The dreaded “It Depends” answer is the bane of existence for a lot of corporate communicators trying to get involved in social media.

We want shortcuts. We want a kit of parts, turn-key, that we can plug and play. (We did love the Chia Pet after all. Just add water.)

We’re accustomed to standards and rules of engagement and largely accepted practices that someone has captured in a textbook somewhere. We look to “best practices” and the road that someone has safely paved before us. It’s reassurance for us that we’re “doing it right”.

We want to know that our ideas are going to work before we execute them, because failure is some kind of subtle indication that we’re not very good at our jobs. We ask about ROI because faith isn’t an accepted business practice, and we’d much rather cover our asses with a case study (TM Chris Brogan) as a safety net in case we fall (“but it worked for them!”).

Here’s the thing, folks.

There is no kit of parts in social media. There are some examples of what works. There are examples of what didn’t work. The answer to “will this work for us” or “how should we get started listening” or “what’s the best way to engage our audience online” will always be this: it depends.

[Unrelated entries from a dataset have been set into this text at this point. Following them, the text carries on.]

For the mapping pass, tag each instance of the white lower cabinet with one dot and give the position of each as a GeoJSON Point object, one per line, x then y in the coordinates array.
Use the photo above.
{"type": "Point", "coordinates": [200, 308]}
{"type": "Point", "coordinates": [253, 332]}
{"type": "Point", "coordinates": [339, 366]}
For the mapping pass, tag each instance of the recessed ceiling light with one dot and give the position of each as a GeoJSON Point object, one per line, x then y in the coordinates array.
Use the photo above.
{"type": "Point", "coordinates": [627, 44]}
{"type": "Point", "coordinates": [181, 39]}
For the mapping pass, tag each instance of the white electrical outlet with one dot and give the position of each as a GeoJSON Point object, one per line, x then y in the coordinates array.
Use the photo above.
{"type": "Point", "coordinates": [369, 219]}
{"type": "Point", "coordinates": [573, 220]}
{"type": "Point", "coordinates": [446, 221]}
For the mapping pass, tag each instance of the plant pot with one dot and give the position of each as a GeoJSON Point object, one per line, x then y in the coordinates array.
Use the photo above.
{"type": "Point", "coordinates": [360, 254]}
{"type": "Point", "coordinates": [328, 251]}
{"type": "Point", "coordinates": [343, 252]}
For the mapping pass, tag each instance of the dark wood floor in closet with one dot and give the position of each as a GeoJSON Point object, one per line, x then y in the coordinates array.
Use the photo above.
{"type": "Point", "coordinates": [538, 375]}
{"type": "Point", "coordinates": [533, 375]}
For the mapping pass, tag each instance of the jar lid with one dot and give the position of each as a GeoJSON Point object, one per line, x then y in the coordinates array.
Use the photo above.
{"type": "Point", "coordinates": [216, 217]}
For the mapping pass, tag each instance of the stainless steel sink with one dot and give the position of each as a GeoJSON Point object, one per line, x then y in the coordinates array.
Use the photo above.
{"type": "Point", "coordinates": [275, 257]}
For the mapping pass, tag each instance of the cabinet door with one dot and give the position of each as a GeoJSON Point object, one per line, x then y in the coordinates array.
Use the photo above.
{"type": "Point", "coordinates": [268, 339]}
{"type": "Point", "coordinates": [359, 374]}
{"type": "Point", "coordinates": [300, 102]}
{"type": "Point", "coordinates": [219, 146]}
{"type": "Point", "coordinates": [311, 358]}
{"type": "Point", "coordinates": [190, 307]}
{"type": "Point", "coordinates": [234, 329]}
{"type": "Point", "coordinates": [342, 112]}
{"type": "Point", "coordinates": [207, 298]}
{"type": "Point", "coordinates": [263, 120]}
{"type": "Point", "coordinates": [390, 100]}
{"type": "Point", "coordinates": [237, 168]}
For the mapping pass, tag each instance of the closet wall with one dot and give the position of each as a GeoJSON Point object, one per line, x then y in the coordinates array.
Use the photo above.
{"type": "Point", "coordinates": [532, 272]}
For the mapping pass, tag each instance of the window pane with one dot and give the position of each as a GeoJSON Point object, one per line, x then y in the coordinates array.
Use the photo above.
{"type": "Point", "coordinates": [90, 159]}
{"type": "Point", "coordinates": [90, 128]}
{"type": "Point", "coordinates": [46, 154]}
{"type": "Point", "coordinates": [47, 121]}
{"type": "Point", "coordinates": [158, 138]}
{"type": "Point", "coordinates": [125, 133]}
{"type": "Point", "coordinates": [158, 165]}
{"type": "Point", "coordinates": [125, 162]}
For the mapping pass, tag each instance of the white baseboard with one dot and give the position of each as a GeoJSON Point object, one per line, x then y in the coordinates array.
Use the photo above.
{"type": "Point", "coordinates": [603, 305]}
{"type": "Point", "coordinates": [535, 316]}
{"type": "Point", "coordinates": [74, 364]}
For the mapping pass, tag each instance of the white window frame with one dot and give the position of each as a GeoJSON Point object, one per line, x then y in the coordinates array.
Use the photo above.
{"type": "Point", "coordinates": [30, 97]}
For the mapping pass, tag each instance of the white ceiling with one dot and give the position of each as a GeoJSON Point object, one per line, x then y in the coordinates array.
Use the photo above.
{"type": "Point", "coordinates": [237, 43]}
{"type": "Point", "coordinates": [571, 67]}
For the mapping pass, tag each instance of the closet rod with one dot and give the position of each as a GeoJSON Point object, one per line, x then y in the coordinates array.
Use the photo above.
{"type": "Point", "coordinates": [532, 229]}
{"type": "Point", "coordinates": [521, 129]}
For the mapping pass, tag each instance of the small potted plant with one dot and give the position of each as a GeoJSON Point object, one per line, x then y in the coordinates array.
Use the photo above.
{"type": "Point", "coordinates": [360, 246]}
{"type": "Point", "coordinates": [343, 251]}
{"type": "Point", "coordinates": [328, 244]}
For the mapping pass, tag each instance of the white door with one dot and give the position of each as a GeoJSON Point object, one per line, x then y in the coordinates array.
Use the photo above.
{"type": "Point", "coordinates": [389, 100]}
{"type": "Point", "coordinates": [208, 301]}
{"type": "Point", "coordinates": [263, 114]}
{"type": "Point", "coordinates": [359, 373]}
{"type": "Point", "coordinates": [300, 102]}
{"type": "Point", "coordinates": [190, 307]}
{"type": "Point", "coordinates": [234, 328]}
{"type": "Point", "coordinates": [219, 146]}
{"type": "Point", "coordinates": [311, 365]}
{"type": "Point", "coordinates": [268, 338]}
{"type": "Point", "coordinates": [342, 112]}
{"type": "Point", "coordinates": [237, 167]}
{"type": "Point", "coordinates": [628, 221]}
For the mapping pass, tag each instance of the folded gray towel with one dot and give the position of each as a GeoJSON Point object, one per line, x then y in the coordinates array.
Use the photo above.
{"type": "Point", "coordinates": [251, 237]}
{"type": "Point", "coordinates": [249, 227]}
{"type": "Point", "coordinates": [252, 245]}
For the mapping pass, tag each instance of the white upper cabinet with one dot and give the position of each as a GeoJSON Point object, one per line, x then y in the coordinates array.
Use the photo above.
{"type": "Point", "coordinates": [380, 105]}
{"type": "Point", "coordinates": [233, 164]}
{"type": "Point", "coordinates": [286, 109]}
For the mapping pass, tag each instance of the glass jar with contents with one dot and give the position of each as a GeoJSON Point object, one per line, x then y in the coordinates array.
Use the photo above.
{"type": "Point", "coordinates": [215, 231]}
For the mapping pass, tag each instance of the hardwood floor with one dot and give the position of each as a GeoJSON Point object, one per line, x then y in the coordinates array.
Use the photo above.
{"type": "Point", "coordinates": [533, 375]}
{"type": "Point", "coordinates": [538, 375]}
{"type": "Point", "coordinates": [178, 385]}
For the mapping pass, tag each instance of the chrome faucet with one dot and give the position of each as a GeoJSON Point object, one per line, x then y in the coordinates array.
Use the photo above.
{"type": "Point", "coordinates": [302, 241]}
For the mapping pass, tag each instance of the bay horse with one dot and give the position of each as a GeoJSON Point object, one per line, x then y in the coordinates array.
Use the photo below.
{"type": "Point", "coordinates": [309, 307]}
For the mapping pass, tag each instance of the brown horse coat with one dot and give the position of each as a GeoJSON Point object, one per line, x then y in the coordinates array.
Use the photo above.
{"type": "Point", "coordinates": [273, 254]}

It depends on your business. Your goals. Your resources. Your culture, risk tolerance, openness to change, compliance and disclosure issues, industry, product, audience, management. Among other things. (And as a quick aside, there was no guarantee your dumb postcard campaign would work either. It’s just that other people did them lots, so it felt like an easier risk to take. After all, everyone else was doing it.)

What worked for them might not work for you. What failed for someone else might just be a key to your success.

The difficulty in social media is that there is no storied history yet. No decades of proven practices that are ubiquitous and consistent and infallible. And this makes us, as creatures of habit and security, painfully and remarkably uncomfortable.

But if you ask me whether or not you should have a YouTube channel, I’m going to tell you that it depends. If you ask me whether you should be on Twitter or whether you should be blogging or how to monetize this stuff or how it translates into sales, I’m going to tell you the same thing.

The best answer I can give you about your social media endeavors is actually a series of questions. The social media strategy you build will be based on your answers to a pile of smart questions about your business and your tolerance for a new approach.

So answer your own “It Depends” conundrum by trying these on for size:

Research and Groundwork

  • How are our customers using our existing online properties (website, email marketing, etc?)
  • Do we believe social media will have an impact? If so, in what way?
  • Why is social media of interest to us?
  • Is our industry ahead of the curve, behind it, or in the middle?
  • Is discussion about our brand positive, negative, or neutral? Are we being talked about at all?
  • Who in the organization needs this information, and what do they need to see?
  • How does what you learn through listening touch each area of the company?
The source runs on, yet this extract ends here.